Não gosto de ser mandado. E menos ainda de ser advertido sobre uma garota que eu ainda nem tive a chance de conhecer direito.

Ou talvez tenha tido... e tenha gostado demais.

Saí da sala do meu pai com os dentes cerrados, a energia acumulada pulsando nas veias. E, claro, ela ainda estava lá.

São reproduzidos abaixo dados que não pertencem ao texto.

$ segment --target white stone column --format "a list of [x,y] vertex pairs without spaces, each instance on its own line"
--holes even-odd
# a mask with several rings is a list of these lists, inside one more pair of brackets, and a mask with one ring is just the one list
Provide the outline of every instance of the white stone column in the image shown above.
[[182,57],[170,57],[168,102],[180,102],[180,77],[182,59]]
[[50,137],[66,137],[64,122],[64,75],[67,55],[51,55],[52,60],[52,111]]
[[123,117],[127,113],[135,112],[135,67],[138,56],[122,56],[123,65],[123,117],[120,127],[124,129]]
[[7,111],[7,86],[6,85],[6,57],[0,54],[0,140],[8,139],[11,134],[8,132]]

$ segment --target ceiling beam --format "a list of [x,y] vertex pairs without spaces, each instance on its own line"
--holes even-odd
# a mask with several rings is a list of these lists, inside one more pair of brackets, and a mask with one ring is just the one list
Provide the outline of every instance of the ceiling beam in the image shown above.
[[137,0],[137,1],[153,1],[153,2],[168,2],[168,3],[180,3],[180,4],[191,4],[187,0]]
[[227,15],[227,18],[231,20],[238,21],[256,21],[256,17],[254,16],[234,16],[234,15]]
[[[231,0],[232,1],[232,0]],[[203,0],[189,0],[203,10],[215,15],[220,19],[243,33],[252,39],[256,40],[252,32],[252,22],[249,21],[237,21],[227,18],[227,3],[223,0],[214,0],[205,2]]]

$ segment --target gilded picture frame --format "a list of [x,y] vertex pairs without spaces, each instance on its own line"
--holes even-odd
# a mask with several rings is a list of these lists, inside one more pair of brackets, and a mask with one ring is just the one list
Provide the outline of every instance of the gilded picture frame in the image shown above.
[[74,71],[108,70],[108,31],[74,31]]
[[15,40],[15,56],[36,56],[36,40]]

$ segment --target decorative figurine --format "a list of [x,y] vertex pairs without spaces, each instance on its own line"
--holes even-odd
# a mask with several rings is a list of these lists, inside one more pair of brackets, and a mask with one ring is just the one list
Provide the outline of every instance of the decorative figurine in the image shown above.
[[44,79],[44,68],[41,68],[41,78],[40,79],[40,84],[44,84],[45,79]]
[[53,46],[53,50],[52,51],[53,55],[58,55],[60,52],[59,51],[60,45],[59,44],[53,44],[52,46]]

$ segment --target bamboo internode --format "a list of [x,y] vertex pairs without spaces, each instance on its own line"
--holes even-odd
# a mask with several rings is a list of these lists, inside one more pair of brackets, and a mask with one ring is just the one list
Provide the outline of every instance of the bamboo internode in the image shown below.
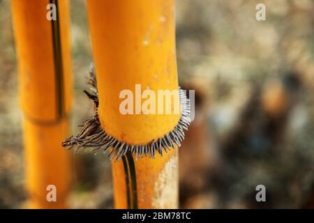
[[[57,20],[47,20],[50,3],[57,6]],[[61,147],[72,97],[68,2],[13,0],[12,11],[29,207],[64,208],[70,183],[69,154]],[[55,202],[47,200],[50,185],[57,189]]]
[[[174,1],[88,0],[102,128],[120,141],[143,145],[163,137],[180,114],[124,115],[119,93],[135,87],[178,90]],[[173,104],[172,105],[173,110]],[[178,207],[177,151],[112,162],[117,208]]]

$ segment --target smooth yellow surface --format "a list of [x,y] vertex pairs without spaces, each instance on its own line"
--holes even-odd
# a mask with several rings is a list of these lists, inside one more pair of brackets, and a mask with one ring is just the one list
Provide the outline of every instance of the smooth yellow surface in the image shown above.
[[[12,0],[17,52],[19,91],[24,114],[25,175],[29,208],[65,208],[71,179],[68,153],[61,146],[68,136],[72,80],[69,5],[59,2],[63,70],[63,111],[56,109],[52,22],[46,19],[46,0]],[[57,202],[47,202],[47,186],[57,187]]]
[[[137,84],[156,95],[158,90],[178,90],[174,1],[87,0],[87,8],[103,128],[130,144],[163,137],[179,114],[122,115],[119,93],[129,89],[135,97]],[[177,153],[135,161],[138,208],[178,207]],[[115,208],[127,208],[122,160],[112,162],[112,175]]]
[[87,8],[102,125],[130,144],[163,137],[180,115],[123,115],[119,93],[129,89],[135,98],[136,84],[156,95],[178,90],[173,1],[88,0]]

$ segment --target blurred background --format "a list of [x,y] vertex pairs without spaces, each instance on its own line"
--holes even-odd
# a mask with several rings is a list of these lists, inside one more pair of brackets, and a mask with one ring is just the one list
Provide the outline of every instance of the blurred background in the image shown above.
[[[85,1],[70,3],[76,134],[93,114],[83,93],[92,58]],[[255,20],[259,3],[267,21]],[[196,91],[179,153],[181,208],[314,208],[314,1],[176,3],[179,82]],[[27,194],[9,0],[0,0],[0,208],[16,208]],[[112,208],[107,156],[72,159],[70,207]],[[255,201],[260,184],[267,202]]]

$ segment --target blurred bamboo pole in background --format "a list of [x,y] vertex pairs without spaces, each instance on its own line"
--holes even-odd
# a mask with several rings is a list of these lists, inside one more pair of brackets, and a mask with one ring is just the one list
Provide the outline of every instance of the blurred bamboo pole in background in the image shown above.
[[[119,93],[178,90],[174,1],[88,0],[87,9],[102,127],[133,145],[162,137],[180,115],[122,115]],[[116,208],[178,208],[177,149],[137,161],[128,152],[112,175]]]
[[[55,21],[46,18],[49,3],[57,6]],[[28,207],[65,208],[71,178],[68,153],[61,147],[68,134],[72,97],[68,2],[13,0],[12,11]],[[50,185],[56,187],[56,202],[47,200]]]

Sentada à mesa, os dedos ágeis organizando papéis com uma concentração que parecia forçada demais. A luz do lustre fazia o colar de prata, aquele único detalhe pessoal, brilhar contra sua pele.

Aproximei-me como um predador, apoiando o cotovelo no balcão ao lado dela, invadindo seu espaço sem pedir licença.

— Parece que hoje é o seu dia de sorte, Clara.

Ela ergueu os olhos, verdes como floresta sob o sol da manhã.

— Por quê?

— Porque recebi um lembrete bem claro de que devo me comportar com você.

Seus lábios rosados e levemente úmidos apertaram-se.

— Isso é o que você chama de se comportar?

— Não. — Inclinei-me mais, o suficiente para que meu hálito quente tocasse sua orelha. — Isso é o que eu chamo de aviso ignorado.

Ela levantou-se de um salto, mas não recuou. Seus seios levantavam-se com a respiração acelerada, e o rubor nas maçãs do rosto denunciava que eu não era o único afetado aqui.

— Eu não sou um jogo, Theo.

— Eu sei. — Minha voz saiu mais rouca do que eu pretendia. — E é exatamente isso que me atrai em você.

Ela hesitou. Por um segundo, seus olhos prenderam-se nos meus, e eu vi ali tudo o que ela tentava esconder.

Desejo. Sim.

Mas também a raiva.

Orgulho ferido.

Medo.

E tudo isso junto... era combustível para um incêndio.

Antes que ela pudesse responder, dei um passo para trás, sorrindo com falsa inocência.

— Até mais tarde, Clara.

E saí, deixando para trás o rastro de um jogo que, contra todas as ordens, acabei de começar de verdade.